Check out Making Cotton Mattresses at Home, from the University of Florida’s library collection. Similar to the USAID booklet below, but better quality images, and a description of stitching a rolled edge. Thanks, Amy!

http://ufdc.ufl.edu/UF00084614/00001/1j

Addendum 8/2/14:  From the comments, a solution!

You can read my meanderings below, and you can go through the many, many comments, where there’s lots of buried gold, but for the time-pressed who are ready and raring to make themselves a mattress, I’d just go to this PDF of a 1965 USAID booklet on how to make a cotton stuffed mattress:

http://pdf.usaid.gov/pdf_docs/PNAAW960.pdf  

It’s the most detailed set of instructions I’ve found anywhere.
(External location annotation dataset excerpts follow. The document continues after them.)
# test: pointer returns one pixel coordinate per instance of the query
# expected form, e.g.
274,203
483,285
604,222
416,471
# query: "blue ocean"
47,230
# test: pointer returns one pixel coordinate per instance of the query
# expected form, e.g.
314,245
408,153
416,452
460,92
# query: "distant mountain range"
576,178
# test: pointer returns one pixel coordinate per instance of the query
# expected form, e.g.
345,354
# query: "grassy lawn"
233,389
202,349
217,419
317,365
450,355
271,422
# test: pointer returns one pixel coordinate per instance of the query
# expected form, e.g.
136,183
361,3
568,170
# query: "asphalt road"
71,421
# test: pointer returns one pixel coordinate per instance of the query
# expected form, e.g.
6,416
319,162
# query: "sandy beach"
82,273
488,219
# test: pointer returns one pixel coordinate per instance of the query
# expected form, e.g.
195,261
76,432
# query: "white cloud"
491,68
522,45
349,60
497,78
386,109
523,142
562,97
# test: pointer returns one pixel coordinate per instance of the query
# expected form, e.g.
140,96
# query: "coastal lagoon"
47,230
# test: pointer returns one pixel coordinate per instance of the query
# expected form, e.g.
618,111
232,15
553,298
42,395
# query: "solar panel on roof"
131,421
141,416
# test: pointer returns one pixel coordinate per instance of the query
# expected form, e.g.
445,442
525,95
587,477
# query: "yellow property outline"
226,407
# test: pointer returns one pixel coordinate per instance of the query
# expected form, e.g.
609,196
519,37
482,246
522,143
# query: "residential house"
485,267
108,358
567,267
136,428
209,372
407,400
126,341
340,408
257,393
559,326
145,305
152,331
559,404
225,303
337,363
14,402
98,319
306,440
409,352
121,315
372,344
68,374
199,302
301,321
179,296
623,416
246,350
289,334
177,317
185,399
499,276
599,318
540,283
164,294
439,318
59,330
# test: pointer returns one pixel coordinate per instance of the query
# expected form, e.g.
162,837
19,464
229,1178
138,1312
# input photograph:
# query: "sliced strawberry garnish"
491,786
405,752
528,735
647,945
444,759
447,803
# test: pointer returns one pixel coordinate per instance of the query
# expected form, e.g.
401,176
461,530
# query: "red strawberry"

Thanks, Sammi!

***

This is the story of my life. I read about some old domestic technology or product that makes a lot of sense. Perhaps it is obsolete. Or perhaps it is only done/made in more enlightened countries. Nonetheless, I want it. So I have to make from scratch.

Yesterday we met a great couple, Renae and Dimitri. Renae mentioned she was thinking about making her own mattress. I was intrigued because just that morning I’d woken up with low back pain. Our mattress is worn out. We need a new one, but I’ve been dreading buying a new one. I don’t like the waste of it all: the ignoble dragging of the old mattress to the curb the prospect of sleeping on a brand new construct of toxic foam and fire retardants–or opting for a less toxic but less comfortable futon.

So, when Renae said this, I was fascinated. I’d never considered making my own mattress.